例えば、 SH スキーマの CUSTOMERS 表をSCN 1899208 の時点までの状態でCUSTOMERS_RECOVERED という名称に変更という条件でリカバリを行う場合、コマンドとしては次のようになります。
RMAN> RECOVER TABLE SH.CUSTOMERS UNTIL SCN 1899208 AUXILIARY DESTINATION '/tmp/oracle/recover' REMAP TABLE 'SH'.'CUSTOMERS':'CUSTOMERS_RECOVERED' ;
コマンド実行後、表単位リカバリの各操作が、補助データベースの作成からエクスポート・インポートまで RMAN により自動的に実行されていきます。
オプションとして以下の指定も可能です。
- 補助データベースの作成場所
- AUXILIARY DESTINATION 句でディレクトリを指定できます。
- リカバリ時点の指定方法
- 通常のリカバリと同じように UNTIL 句で 時刻、SCN、ログ# を指定できます。
- インポートを行わない
- NOTABLEIMPORT 句を指定してダンプファイルの生成のみにすることで、抽出データを他のデータベースへ移動させることもできます。

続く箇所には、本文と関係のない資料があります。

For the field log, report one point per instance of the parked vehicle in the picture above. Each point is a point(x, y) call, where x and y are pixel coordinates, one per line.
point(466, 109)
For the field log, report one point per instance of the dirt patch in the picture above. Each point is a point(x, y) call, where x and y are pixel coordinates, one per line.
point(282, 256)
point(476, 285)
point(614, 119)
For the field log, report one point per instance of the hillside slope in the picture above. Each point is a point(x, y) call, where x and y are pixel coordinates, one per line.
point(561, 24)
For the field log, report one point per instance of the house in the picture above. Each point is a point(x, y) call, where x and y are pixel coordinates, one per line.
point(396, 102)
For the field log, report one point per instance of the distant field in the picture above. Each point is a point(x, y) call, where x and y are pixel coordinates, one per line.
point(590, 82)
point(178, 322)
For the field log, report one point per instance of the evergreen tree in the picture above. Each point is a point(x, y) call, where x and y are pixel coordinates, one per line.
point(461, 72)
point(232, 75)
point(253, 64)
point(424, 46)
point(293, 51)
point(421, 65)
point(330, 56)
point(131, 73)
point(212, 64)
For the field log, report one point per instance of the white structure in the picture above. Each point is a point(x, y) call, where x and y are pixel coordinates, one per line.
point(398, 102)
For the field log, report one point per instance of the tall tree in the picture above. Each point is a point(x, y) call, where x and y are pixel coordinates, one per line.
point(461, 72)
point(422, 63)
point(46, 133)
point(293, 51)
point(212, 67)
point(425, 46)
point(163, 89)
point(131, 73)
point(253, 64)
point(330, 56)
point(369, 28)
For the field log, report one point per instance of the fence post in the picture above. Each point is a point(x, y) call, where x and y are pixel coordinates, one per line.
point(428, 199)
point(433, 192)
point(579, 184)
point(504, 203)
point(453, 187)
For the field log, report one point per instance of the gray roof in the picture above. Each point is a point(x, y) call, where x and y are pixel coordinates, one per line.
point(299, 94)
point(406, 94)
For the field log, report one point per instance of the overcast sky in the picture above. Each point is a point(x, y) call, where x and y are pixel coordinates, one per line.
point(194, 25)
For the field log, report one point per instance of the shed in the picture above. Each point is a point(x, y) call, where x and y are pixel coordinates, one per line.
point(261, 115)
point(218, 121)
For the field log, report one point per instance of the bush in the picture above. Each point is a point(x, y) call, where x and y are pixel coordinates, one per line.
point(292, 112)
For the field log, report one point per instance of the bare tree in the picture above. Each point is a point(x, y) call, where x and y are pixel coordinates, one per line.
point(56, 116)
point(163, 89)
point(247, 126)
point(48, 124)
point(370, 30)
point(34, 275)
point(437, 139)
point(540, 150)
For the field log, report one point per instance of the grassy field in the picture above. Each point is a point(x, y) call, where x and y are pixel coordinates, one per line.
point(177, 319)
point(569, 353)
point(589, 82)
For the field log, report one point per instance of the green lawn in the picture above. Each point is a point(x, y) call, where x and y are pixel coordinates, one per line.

- リカバリする表や格納先表領域を別の名称に変更する
- REMAP TABLE 句、REMAP TABLESPACE 句 で Data Pump と同様に名称変更できます。
リカバリする表と同名の表が既に存在する場合(元の表がそのまま残っているような場合で REMAP 句を指定しない場合) は、コマンド実行直後に以下のようなエラー・メッセージが表示されます。この場合は REMAP 句を指定するか、既存の表の削除を検討してください。
RMAN-00571: ======================================================= RMAN-00569: ============= ERROR MESSAGE STACK FOLLOWS ============= RMAN-00571: ======================================================= RMAN-03002: recoverコマンドが02/26/2014 10:33:49で失敗しました RMAN-05063: 指定された表をリカバリできません RMAN-05112: 表"SH"."CUSTOMERS"はすでに存在します
まとめ
表単位リカバリは他の Point-in-time リカバリ方法と比較して気軽に実施でき、事前に必要な準備が少ないという点でメリットがあります。適用できる場面は限られますが論理バックアップが取得できていなかった場合の代替としても使用することができます。